The SS Portland was a solid and luxurious ship, and its loss in 1898 in a violent storm with some 200 people aboard was later remembered as “New England’s Titanic.” The Portland was one of New England's largest and most luxurious paddle steamers, and after nine years' solid performance, she had earned a reputation as a safe and dependable vessel.
In November 1898, a perfect storm formed off the New England coast. Conditions would produce a blizzard with 100 miles per hour winds and 60-foot waves that pummeled the coast.
At the time there was no radio communication between ships and shore, no sonar to navigate by, and no vastly sophisticated weather forecasting capacity.
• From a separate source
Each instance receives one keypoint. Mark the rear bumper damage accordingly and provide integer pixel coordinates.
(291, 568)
The luxurious SS Portland, a sidewheel steamer furnished with chandeliers, red velvet carpets, and fine china, was carrying more than 200 passengers from Boston to Portland, Maine, over Thanksgiving weekend when it ran headlong into a monstrous, violent gale off Cade Cod.
It was never seen again.
All passengers and crew were lost at sea. More than half the crew on board were African Americans from Portland. Their deaths decimated the Maine African-American community.
Before the storm abated it became one of the worst ever recorded in New England waters. The storm, now known as “The Portland Gale”, killed 400 people along the coast and sent more than 200 ships to the bottom, including the doomed Portland. To this day it is not known exactly how many passengers were aboard or even who many of them were. The only passenger list was aboard the vessel. As a result of this tragedy, ships would thereafter leave a passenger manifest ashore.
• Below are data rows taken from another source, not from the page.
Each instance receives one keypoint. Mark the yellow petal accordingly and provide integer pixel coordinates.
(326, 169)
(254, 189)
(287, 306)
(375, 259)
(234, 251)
The disaster has been blamed on the hubris of the captain of the Portland, Hollis Blanchard, who decided to leave the safety of Boston Harbor despite knowing that a severe storm was hurtling up the coast. Blanchard, a long-time mariner, had been passed over for a promotion for a younger captain. He decided he wanted to show the steamship company that they had made a mistake by getting the Portland safely into port ahead of the imminent storm.
Author J. North Conway has created here a personal, visceral account of the sinking and the times and the people involved, with stories to bring readers onto the Portland that day:
Here is Eben Heuston, the chief steward onboard the ill-fated ship. More than half of the crew of the ship were African Americans. Hueston was an African American who lived in the Portland community of Munjoy Hill and was a member of the Abyssinian Church. After the sinking of the Portland the African American community disappeared and the church closed. And Emily Cobb a 19-year-old singer from Portland’s First Parish Church who was scheduled to give her first recital at the church on that Sunday. And Hope Thomas who came to Boston to shop for Christmas and because she decided to exchange some shoes she purchased missed taking the ill-fated Portland.
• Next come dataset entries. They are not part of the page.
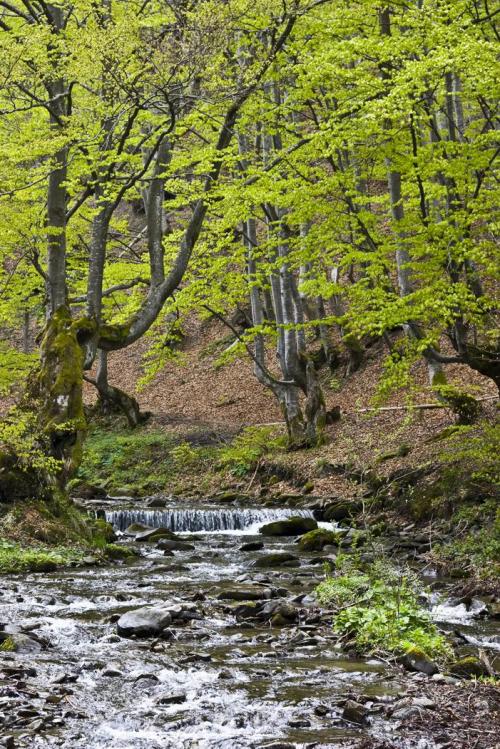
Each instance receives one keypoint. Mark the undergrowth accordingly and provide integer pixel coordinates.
(377, 609)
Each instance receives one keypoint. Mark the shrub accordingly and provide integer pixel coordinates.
(377, 608)
(247, 448)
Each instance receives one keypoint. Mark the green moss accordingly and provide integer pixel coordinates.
(114, 551)
(377, 609)
(16, 558)
(317, 539)
(8, 645)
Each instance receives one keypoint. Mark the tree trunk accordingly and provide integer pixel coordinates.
(111, 399)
Because of the lack of communications from Maine to Cape Cod, it was days before anyone was able to get word about the fate of the ship or survivors. Author J. North Conway has painstakingly recreated the events, using first-hand sources and testimonies to weave a dramatic, can’t-pause narrative in the tradition of Erik Larson’s Isaac’s Storm and Walter Lord’s enduring classic, A Night to Remember. He brings the tragedy to life with contemporaneous accounts the Coast Guard, from Boston newspapers such as the Globe, Herald, and Journal, and from The New York Times and the Brooklyn Daily Eagle.